Despite its relatively small size, the new iceberg continues to point to the increasing instability of this glacier in particular, and is another warning sign regarding the fate of the much larger and more consequential West Antarctic Ice Sheet.

The Pine Island Glacier ends in a floating ice shelf which buttresses the land-based ice behind it. The new iceberg broke off this floating section, which means it by itself will not add to sea level rise. 

Scientists are expecting more large icebergs to be born from this glacier, and are also anxiously watching the Larsen C Ice Shelf for what is likely to be one of the largest births of an iceberg on record during the next few months. 

According to NASA, rifts on the Pine Island Glacier are present about 6 miles from the ice front, including a large one that was spotted in a scientific flight on Nov. 4, 2016. Some of the rifts are hard to see since they are extending upward from the bottom of the ice shelf. 

The iceberg broke off and drifted into Pine Island Bay.

The iceberg broke off and drifted into Pine Island Bay.

As Howat put it, the glacier’s ice shelf is essentially breaking apart from the inside out.

“Such ‘rapid fire’ calving does appear to be unusual for this glacier,” Howat said. This phenomenon, which yields smaller glaciers, “fits into the larger picture of basal crevasses in the center of the ice shelf being eroded by warm ocean water, causing the ice shelf to break from the inside out,” he said.

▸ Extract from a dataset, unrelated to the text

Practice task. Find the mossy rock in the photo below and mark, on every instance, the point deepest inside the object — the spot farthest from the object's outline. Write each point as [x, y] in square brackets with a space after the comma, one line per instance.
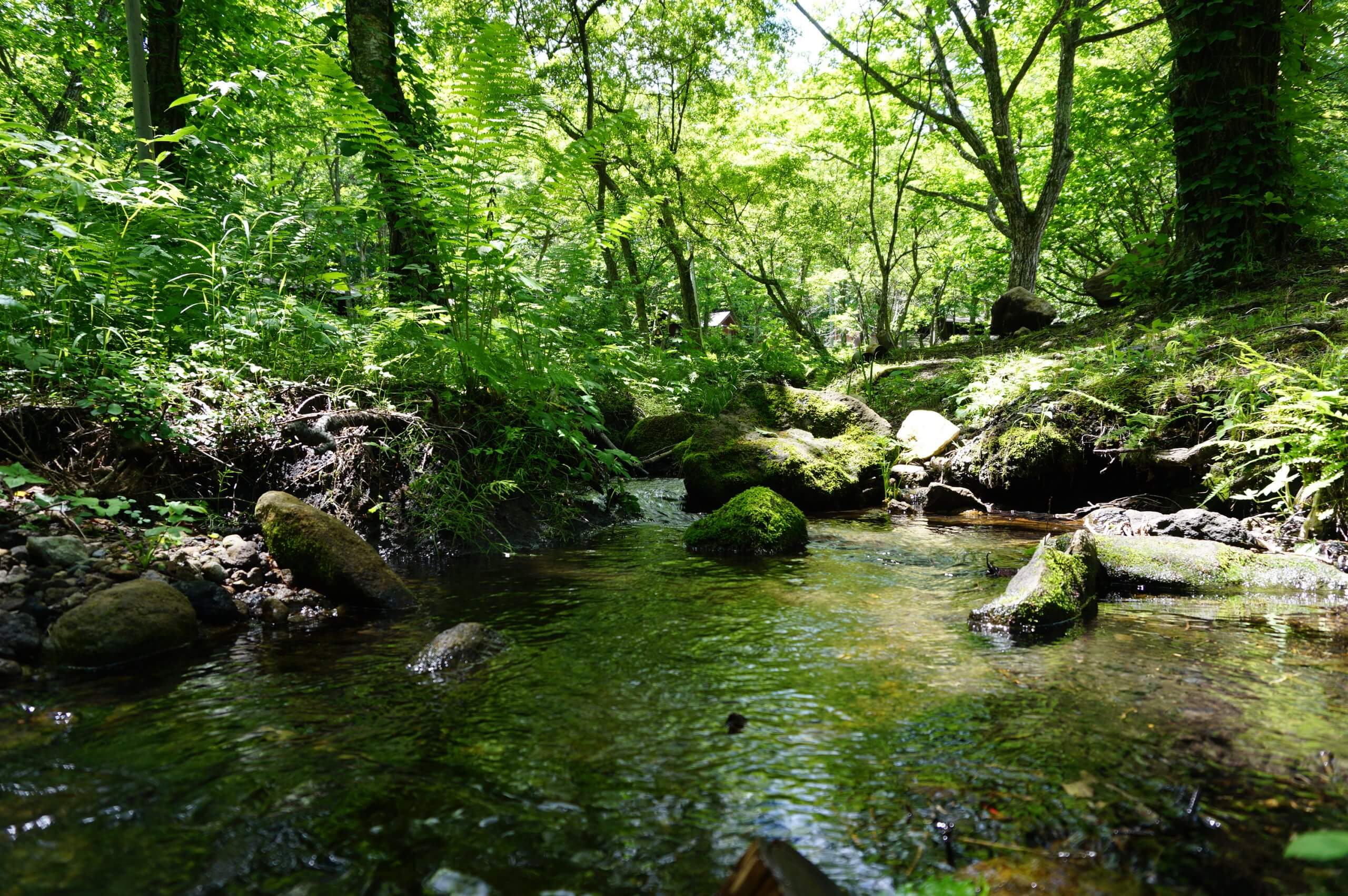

What is happening to the Pine Island Glacier is not an isolated incident, either. Glaciers that end in floating ice shelves are melting at increasing rates in many other parts of Antarctica, Greenland, Canada and other areas. 

Such melting from below due to an influx of relatively warm waters potentially dooms seemingly stable ice far inland, since it removes the plugs that had been preventing such glaciers from flowing faster into the sea.  

Over time, ice shelves are retreating closer to their grounding line, which is where the ice begins to float. The grounding line at Pine Island has been retreating at one of the fastest rates of any glacier on Antarctica, which suggests a growing instability there.

Scientists have warned that the West Antarctic Ice Sheet may have entered a period of irreversible (albeit long-term) collapse, which could cause sea levels to rise by more than a meter, or 3.4 feet, by 2100 and a far greater amount thereafter, according to a March study published in  the journal Nature. That study projected an astonishing 15 meters, or 50 feet of sea level rise by the year 2500, due to the collapse of the West Antarctic Ice Sheet. 

By the middle of the 22nd century, the rate of sea level rise could exceed a foot per decade. This could render coastal megacities worldwide, from New York to Dhaka, virtually unlivable.